Obviously even with good quality hosting we’re still only one step away from unscheduled downtime, because the architecture is too centralised.

There were two approaches that people proposed. One was classic mirroring: spread things out over multiple mirrors for redundancy. The other proposal was to adjust the Hackage architecture somewhat so that while the main active Hackage server runs on some host, the the core Hackage archive would be placed on an ultra-reliable 3rd party service like AWS S3, so that this would stay available even if the main server was unavailable.

The approach we decided to take was the classic mirroring one. In some ways this is the harder path, but I think ultimately it gives the best results. This approach also tied in with the new security architecture (The Update Framework – TUF) that we were implementing. The TUF design includes mirrors and works in such a way that mirrors do not need to be trusted. If we (or rather end users) do not have to trust the operators of all the mirrors then this makes a mirroring approach much more secure and much easier to deploy.

Where we are today

The new system has been in beta for some time and we’re just short of flipping the switch for end users. The new Hackage security system in place on the server side, while on the client side, the latest release of cabal-install can be configured to use it, and the development version uses it by default.

There is lots to say about the security system, but that has (1, 2, 3) and will be covered elsewhere. This post is about mirroring.

For mirrors, we currently have two official public mirrors, and a third in the works. One mirror is operated by FP Complete and the other by Herbert Valerio Riedel. For now, Herbert and I manage the list of mirrors and we will be accepting contributions of further public mirrors. It is also possible to run private mirrors.

Once you are using a release of cabal-install that uses the new system then no further configuration is required to make use of the mirrors (or indeed the security). The list of public mirrors is published by the Hackage server (along with the security metadata) and cabal-install (and other clients using hackage-security) will automatically make use of them.

Reliability in the new system

Both of the initial mirrors are individually using rather reliable hosting. One is on AWS S3 and one on DreamHost S3. Indeed the weak point in the system is no longer the hosting. It is other factors like reliability of the hosts running the agents that do the mirroring, and the ever present possibility of human error.

The fact that the mirrors are hosted and operated independently is the key to improved reliability. We want to reduce the correlation of failures.

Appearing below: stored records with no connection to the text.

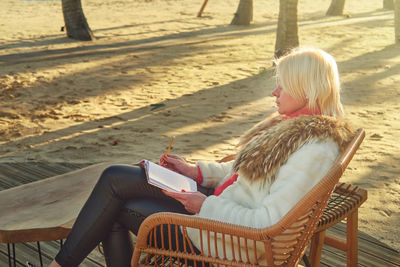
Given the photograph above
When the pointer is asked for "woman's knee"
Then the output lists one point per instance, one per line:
(121, 179)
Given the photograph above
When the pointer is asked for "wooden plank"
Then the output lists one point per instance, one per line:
(67, 193)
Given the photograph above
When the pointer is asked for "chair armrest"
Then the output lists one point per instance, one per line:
(188, 221)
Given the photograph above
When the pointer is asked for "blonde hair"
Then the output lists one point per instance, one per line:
(311, 74)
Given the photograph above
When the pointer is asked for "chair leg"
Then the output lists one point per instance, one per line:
(202, 8)
(352, 239)
(317, 242)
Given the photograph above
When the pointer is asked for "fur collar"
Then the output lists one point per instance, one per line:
(269, 144)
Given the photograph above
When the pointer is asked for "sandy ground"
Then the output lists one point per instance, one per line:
(156, 70)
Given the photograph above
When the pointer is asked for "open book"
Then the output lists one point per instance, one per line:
(167, 179)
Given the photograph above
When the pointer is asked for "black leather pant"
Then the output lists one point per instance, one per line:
(119, 203)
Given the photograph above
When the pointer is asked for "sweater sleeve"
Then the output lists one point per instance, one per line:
(246, 204)
(214, 173)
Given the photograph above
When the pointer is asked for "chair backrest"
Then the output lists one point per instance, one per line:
(282, 244)
(289, 238)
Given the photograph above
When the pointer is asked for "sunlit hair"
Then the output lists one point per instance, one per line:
(312, 74)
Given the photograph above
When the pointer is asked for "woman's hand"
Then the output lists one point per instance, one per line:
(192, 201)
(178, 164)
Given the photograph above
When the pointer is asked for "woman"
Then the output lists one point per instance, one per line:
(279, 161)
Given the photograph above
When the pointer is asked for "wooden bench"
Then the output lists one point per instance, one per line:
(45, 210)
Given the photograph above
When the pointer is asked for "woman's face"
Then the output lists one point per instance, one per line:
(286, 103)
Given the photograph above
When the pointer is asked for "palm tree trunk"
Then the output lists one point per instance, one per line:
(287, 32)
(244, 13)
(397, 21)
(336, 8)
(75, 21)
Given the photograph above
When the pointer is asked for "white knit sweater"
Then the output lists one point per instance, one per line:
(256, 205)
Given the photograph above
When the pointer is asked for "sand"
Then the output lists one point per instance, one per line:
(156, 70)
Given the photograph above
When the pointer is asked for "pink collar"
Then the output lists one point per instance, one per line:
(304, 111)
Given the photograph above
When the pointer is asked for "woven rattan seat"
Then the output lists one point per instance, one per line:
(343, 204)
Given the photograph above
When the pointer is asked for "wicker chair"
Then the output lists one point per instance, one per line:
(284, 243)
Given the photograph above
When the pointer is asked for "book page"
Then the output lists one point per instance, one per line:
(169, 180)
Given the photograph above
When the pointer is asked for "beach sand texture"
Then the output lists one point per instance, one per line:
(156, 70)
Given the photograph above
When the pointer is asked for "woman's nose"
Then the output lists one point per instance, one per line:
(276, 91)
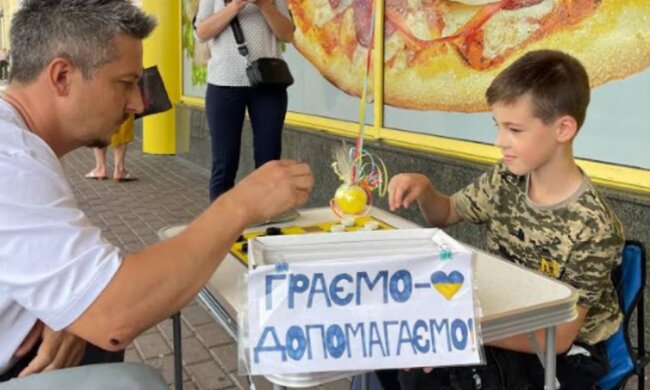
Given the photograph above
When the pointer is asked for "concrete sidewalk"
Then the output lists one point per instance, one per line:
(169, 191)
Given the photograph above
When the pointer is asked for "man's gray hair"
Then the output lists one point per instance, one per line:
(78, 30)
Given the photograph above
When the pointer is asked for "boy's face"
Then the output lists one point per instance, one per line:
(527, 143)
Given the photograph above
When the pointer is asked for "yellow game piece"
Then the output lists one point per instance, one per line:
(371, 225)
(336, 228)
(351, 199)
(347, 220)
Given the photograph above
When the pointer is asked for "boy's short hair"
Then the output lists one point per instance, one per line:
(556, 81)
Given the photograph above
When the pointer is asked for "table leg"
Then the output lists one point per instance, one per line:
(178, 352)
(549, 379)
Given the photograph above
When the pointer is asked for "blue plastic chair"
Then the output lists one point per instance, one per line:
(624, 359)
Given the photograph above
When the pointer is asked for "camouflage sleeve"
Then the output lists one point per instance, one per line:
(590, 264)
(474, 202)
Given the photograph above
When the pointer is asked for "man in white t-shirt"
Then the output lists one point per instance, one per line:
(74, 80)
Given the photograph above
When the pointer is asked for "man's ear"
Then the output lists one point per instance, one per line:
(566, 128)
(60, 75)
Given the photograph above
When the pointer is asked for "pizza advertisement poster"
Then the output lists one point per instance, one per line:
(439, 56)
(388, 311)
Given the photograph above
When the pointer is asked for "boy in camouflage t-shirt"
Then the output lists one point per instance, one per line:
(542, 212)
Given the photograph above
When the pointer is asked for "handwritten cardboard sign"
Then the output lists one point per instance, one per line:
(361, 314)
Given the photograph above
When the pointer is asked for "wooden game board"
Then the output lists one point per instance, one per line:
(237, 249)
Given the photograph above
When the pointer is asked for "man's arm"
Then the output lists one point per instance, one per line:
(160, 280)
(565, 335)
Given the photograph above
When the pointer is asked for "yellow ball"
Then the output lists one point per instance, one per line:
(351, 199)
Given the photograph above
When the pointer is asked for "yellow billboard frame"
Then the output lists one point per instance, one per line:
(607, 174)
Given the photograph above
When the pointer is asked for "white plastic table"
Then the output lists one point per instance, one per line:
(514, 300)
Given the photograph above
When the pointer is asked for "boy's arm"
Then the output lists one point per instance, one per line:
(437, 208)
(564, 336)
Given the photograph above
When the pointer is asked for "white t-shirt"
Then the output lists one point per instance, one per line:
(53, 262)
(226, 67)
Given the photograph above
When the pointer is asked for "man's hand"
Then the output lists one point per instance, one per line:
(405, 188)
(264, 3)
(57, 350)
(274, 188)
(30, 341)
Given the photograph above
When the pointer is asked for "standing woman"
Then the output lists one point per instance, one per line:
(264, 23)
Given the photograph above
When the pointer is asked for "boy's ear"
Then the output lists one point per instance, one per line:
(566, 128)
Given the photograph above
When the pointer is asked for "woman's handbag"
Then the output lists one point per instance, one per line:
(263, 72)
(154, 94)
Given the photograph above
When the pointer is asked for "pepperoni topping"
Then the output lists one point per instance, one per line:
(362, 11)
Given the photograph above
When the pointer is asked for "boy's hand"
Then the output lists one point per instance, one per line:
(405, 188)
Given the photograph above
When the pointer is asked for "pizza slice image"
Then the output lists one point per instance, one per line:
(442, 54)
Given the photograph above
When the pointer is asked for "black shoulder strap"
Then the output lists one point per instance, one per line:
(239, 34)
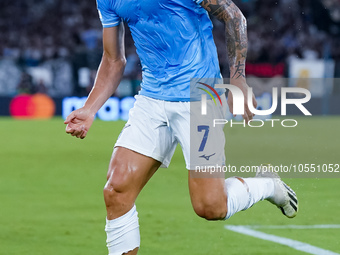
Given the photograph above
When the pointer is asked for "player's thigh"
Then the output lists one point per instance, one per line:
(207, 194)
(128, 173)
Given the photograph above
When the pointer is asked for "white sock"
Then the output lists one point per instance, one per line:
(241, 196)
(123, 233)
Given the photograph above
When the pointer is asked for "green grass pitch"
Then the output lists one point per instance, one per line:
(51, 192)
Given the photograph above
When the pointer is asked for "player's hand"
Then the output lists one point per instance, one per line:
(79, 122)
(242, 84)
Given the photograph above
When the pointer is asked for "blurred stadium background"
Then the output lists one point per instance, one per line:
(50, 184)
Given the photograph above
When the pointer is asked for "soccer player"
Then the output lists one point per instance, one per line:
(174, 42)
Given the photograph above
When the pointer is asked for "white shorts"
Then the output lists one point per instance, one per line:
(155, 127)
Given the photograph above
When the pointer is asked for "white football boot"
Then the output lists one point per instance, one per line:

Failures in hosting can be mitigated by using multiple providers. Even AWS S3 goes down occasionally. Failures in the machines driving the mirroring are mitigated by using a normal decentralised pull design (rather than pushing out from the centre) and hosting the mirroring agents separately. Failures due to misconfiguration and other human errors are mitigated by having different mirrors operated independently by different people.

So all these failures can and will happen, but if they are not correlated and we have enough mirrors then the system overall can be quite reliable.

There is of course still the possibility that the upstream server goes down. It is annoying not to be able to upload new packages, but it is far more important that people be able to download packages. The mirrors mean there should be no interruption in the download service, and it gives the upstream server operators the breathing space to fix things.